What's amazing to me is how uncommon state machines are in software, comparatively. In ASIC and FPGA design, it's so fundamental and ubiquitous. At least with synchronous designs.
I pushed for using state machines and more formal methods in the rewrite of a system that I and a number of other devs were hired for. The idea was turned down in favor of lots of ad hoc state and string constants, even though the system has a limited and distinct set of states on the main domain objects. People don't do it because people don't do it, and they're afraid others aren't going to understand it.
The vast majority of companies essentially code and design to the lowest common denominator so that their devs are fungible cogs.

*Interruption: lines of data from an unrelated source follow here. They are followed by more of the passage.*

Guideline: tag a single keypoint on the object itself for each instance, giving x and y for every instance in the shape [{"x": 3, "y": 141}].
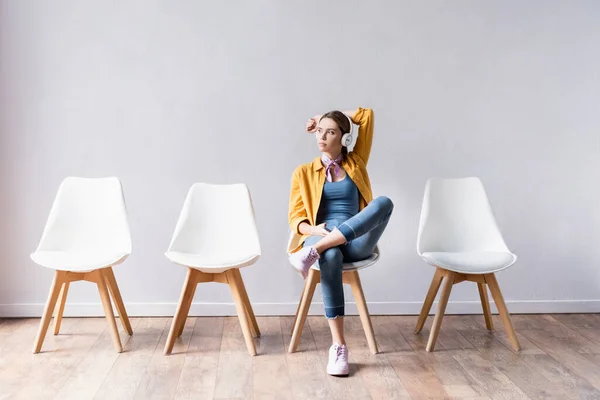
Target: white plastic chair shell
[
  {"x": 457, "y": 229},
  {"x": 216, "y": 230},
  {"x": 87, "y": 228}
]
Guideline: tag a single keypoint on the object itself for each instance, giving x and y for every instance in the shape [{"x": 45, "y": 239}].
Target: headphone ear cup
[{"x": 347, "y": 139}]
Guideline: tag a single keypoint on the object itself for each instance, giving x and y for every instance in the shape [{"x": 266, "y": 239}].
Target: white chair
[
  {"x": 86, "y": 234},
  {"x": 215, "y": 236},
  {"x": 349, "y": 276},
  {"x": 459, "y": 236}
]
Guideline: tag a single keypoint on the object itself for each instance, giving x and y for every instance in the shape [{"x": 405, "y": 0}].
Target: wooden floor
[{"x": 560, "y": 359}]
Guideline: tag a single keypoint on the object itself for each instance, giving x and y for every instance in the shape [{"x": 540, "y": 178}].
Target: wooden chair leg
[
  {"x": 363, "y": 311},
  {"x": 108, "y": 311},
  {"x": 185, "y": 300},
  {"x": 304, "y": 289},
  {"x": 241, "y": 311},
  {"x": 485, "y": 304},
  {"x": 61, "y": 307},
  {"x": 48, "y": 309},
  {"x": 187, "y": 305},
  {"x": 437, "y": 321},
  {"x": 490, "y": 279},
  {"x": 115, "y": 293},
  {"x": 431, "y": 293},
  {"x": 247, "y": 305},
  {"x": 312, "y": 280}
]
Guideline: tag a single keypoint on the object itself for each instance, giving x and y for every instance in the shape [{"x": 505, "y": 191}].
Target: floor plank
[
  {"x": 269, "y": 369},
  {"x": 50, "y": 369},
  {"x": 199, "y": 372},
  {"x": 307, "y": 375},
  {"x": 85, "y": 380},
  {"x": 560, "y": 359},
  {"x": 376, "y": 371},
  {"x": 496, "y": 384},
  {"x": 161, "y": 377},
  {"x": 234, "y": 372},
  {"x": 353, "y": 386},
  {"x": 531, "y": 382},
  {"x": 563, "y": 352},
  {"x": 127, "y": 371}
]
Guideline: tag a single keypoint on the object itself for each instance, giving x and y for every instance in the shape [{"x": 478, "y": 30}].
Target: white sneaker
[{"x": 338, "y": 360}]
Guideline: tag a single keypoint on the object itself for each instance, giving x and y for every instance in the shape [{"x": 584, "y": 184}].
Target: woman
[{"x": 332, "y": 207}]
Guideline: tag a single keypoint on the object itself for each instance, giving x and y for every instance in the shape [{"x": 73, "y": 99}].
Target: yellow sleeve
[
  {"x": 297, "y": 212},
  {"x": 365, "y": 120}
]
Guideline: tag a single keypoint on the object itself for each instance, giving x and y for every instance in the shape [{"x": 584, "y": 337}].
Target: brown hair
[{"x": 342, "y": 122}]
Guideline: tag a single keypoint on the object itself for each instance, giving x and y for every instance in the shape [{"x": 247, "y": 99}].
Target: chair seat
[
  {"x": 77, "y": 261},
  {"x": 475, "y": 262},
  {"x": 355, "y": 265},
  {"x": 211, "y": 264}
]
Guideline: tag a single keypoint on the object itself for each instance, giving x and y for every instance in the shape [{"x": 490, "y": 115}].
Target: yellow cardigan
[{"x": 308, "y": 179}]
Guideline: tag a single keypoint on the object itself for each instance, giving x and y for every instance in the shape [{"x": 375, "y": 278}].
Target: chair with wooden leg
[
  {"x": 459, "y": 236},
  {"x": 215, "y": 236},
  {"x": 86, "y": 234},
  {"x": 351, "y": 277}
]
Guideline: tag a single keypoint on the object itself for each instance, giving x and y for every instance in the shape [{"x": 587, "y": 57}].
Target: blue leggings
[{"x": 362, "y": 232}]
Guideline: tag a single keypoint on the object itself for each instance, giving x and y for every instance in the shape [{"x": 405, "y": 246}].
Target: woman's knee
[
  {"x": 331, "y": 263},
  {"x": 332, "y": 257}
]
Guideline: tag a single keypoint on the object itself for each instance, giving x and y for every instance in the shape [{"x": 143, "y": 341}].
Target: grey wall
[{"x": 163, "y": 94}]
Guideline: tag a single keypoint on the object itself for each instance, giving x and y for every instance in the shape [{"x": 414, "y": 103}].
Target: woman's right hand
[{"x": 319, "y": 230}]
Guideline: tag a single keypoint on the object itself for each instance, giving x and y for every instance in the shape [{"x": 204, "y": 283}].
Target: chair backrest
[
  {"x": 293, "y": 241},
  {"x": 217, "y": 219},
  {"x": 88, "y": 214},
  {"x": 456, "y": 216}
]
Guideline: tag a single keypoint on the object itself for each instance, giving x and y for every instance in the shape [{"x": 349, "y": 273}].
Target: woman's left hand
[{"x": 311, "y": 124}]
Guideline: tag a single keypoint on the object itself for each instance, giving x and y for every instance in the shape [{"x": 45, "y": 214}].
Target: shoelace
[
  {"x": 312, "y": 256},
  {"x": 342, "y": 353}
]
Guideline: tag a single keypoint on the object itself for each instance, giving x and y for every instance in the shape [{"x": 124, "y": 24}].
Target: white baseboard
[{"x": 375, "y": 308}]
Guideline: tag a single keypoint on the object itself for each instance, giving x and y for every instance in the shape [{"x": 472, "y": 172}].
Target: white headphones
[{"x": 348, "y": 138}]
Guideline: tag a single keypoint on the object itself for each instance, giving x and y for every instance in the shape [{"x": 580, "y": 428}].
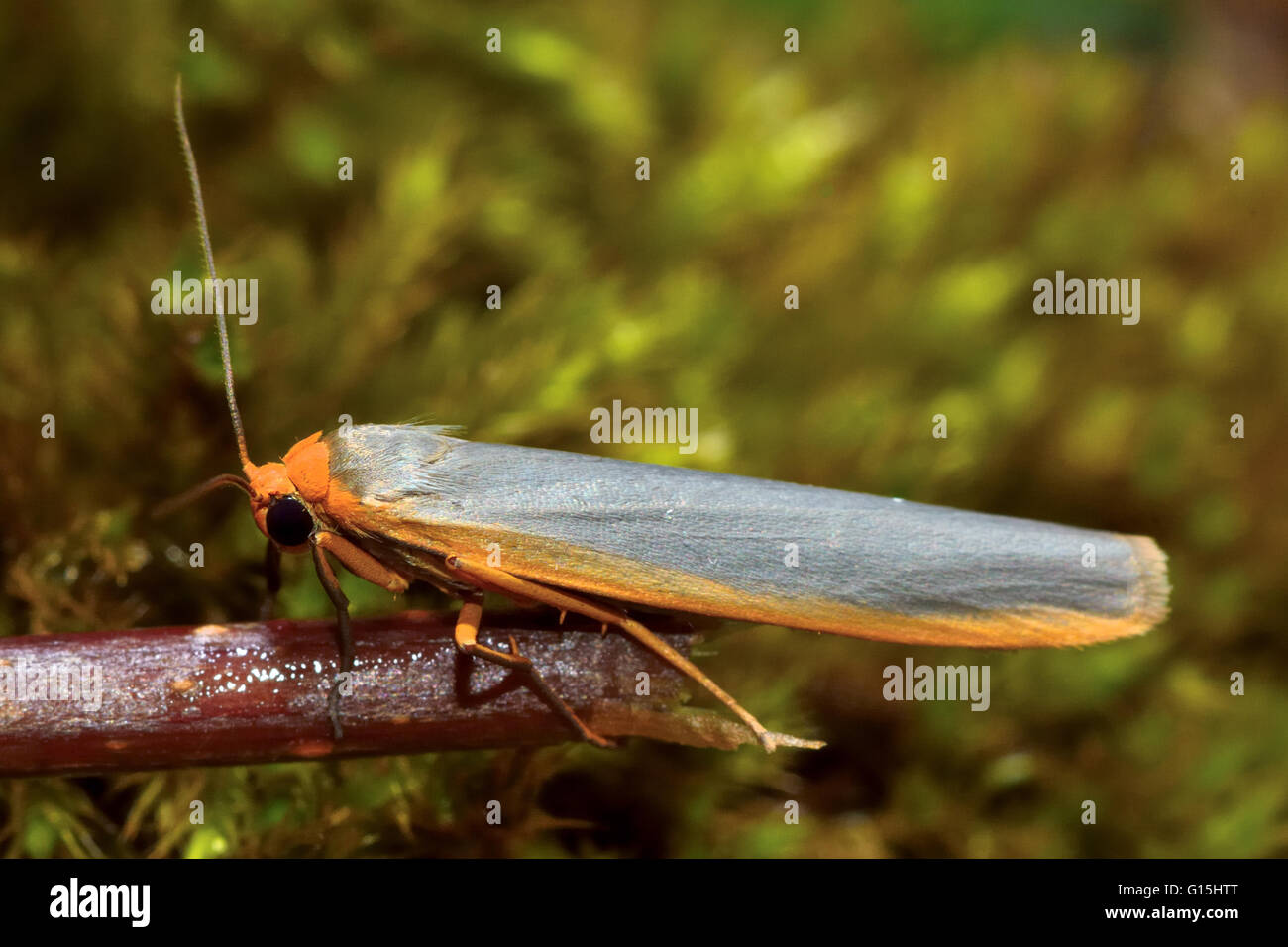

The problem is that it's extremely easy to violate the boundaries of state machines. For example there's some small edge case, that would normally require you to completely re-create the state machine, but people bypass that by just escaping the state machine. In ASIC/FPGA, it's actually relatively hard to escape the state machine because escaping the state machine causes explosions in timing required and causes race conditions.
Code doesn't have fixed timing requirements, most of the time.
For embedded systems and game development I definitely understand automata applications (from experience) but web development has me curious. Are you writing transpilers or perhaps something else (I also try to avoid web dev, so there's that).
Mostly for user interfaces and modeling business processes. But I’ve also done some work on a super simple language for some of our non technical people to use for data transformation, and a templating system for form generation.
Ecommerce order/payment/shipping status is a good example. Anything that has a well defined state that can be changed by events is well-modeled as a state machine of some kind. Also anything that has to progress through certain steps and might be interrupted or have exception cases, and you want to proceed/retry idempotently.
Personally I have also found basic graph theory to be immensely useful for representing and reasoning about things.